C’è un’entità superiore che conosce ogni dettaglio della nostra vita, dei nostri gusti, della nostra salute, delle nostre abitudini. I giganti del web, come Facebook, hanno incamerato i nostri dati guadagnandoci una fortuna immensa: questi dati sono stati ceduti ai politici, che li hanno utilizzati per orientare il voto dei cittadini e cambiare l’esito delle elezioni (almeno quelle americane e quelle britanniche). Come ha scritto giustamente Beppe Severgnini, «siamo noi che, in cambio di comodità, offriamo la nostra intimità». E non salvaguardando la nostra intimità, la nostra identità, la nostra personalità, affidandoci al buon cuore dei padroni del web, alla loro furbizia o alla loro avidità, lasciamo (allegramente) che la democrazia vada a fondo mentre i bilanci dei colossi digitali si impennano. Nella gratuità estasiante dei social, che concedono a chiunque di inviare giorno e notte il suo mi-piace o non-mi-piace su ogni cretinata, l’unica cosa non social è il patrimonio dei padroni, ha scritto Michele Serra. In un’intervista alla Cnn, il fondatore di Facebook Mark Zuckerberg (70 miliardi di dollari di patrimonio in buona parte detassato, ma voto 2 alla sua giovane faccia tosta) ha dichiarato candidamente: «Abbiamo fatto degli errori». Lacrime di coccodrillo. Dopo le presidenziali americane aveva definito «folle» l’ipotesi che la diffusione di «fake news» attraverso il suo social network avesse inciso sul risultato. 

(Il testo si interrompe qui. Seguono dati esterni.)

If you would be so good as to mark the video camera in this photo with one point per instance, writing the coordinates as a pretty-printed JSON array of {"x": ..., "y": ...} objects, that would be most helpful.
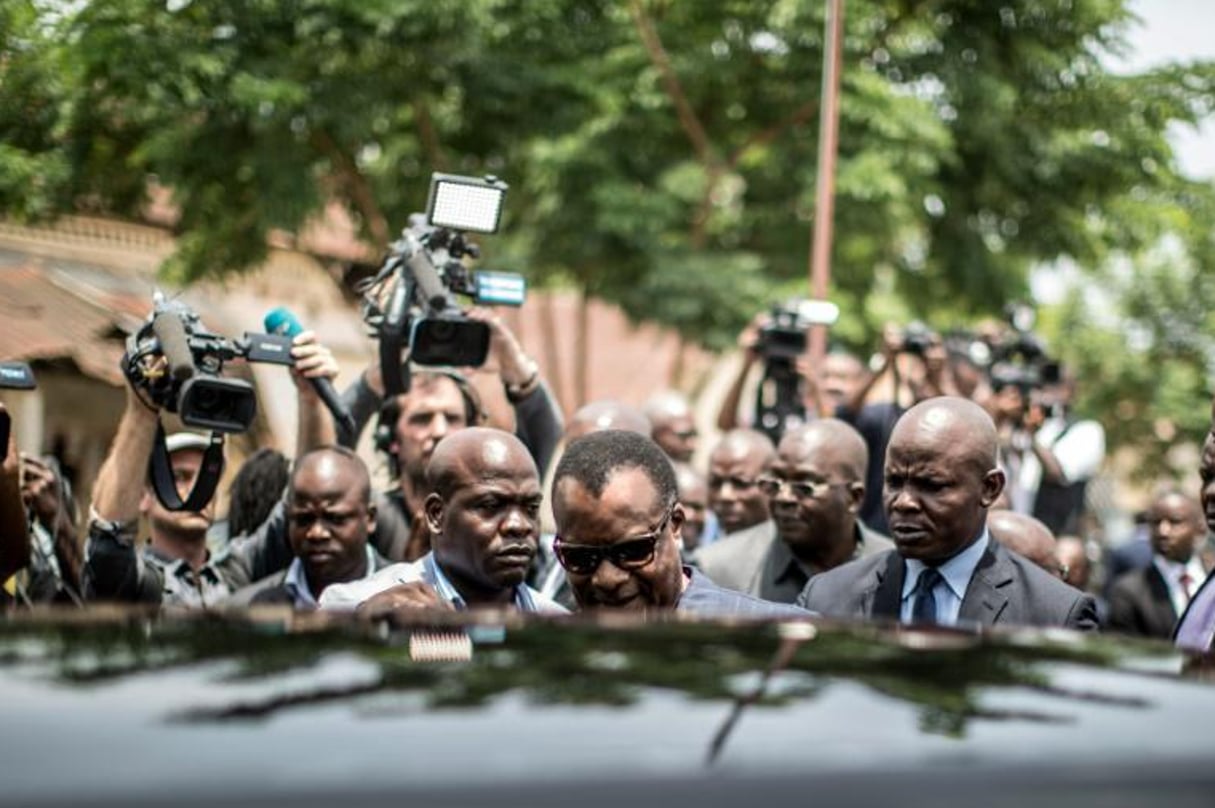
[
  {"x": 13, "y": 376},
  {"x": 410, "y": 303},
  {"x": 177, "y": 365},
  {"x": 1021, "y": 360},
  {"x": 779, "y": 401}
]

Ora gli autorevoli difensori delle magnifiche sorti e progressive della Rete come nuovo verbo della globalizzazione si precipitano a pontificare sui pericoli della Rete per la democrazia. Prima degli scandali che ora si moltiplicano, se qualcuno consigliava prudenza su tanta eccitazione entusiastica per la tecnologia digitale era accusato di essere un apocalittico passatista. La «psicopolizia» del Grande Fratello ha funzionato.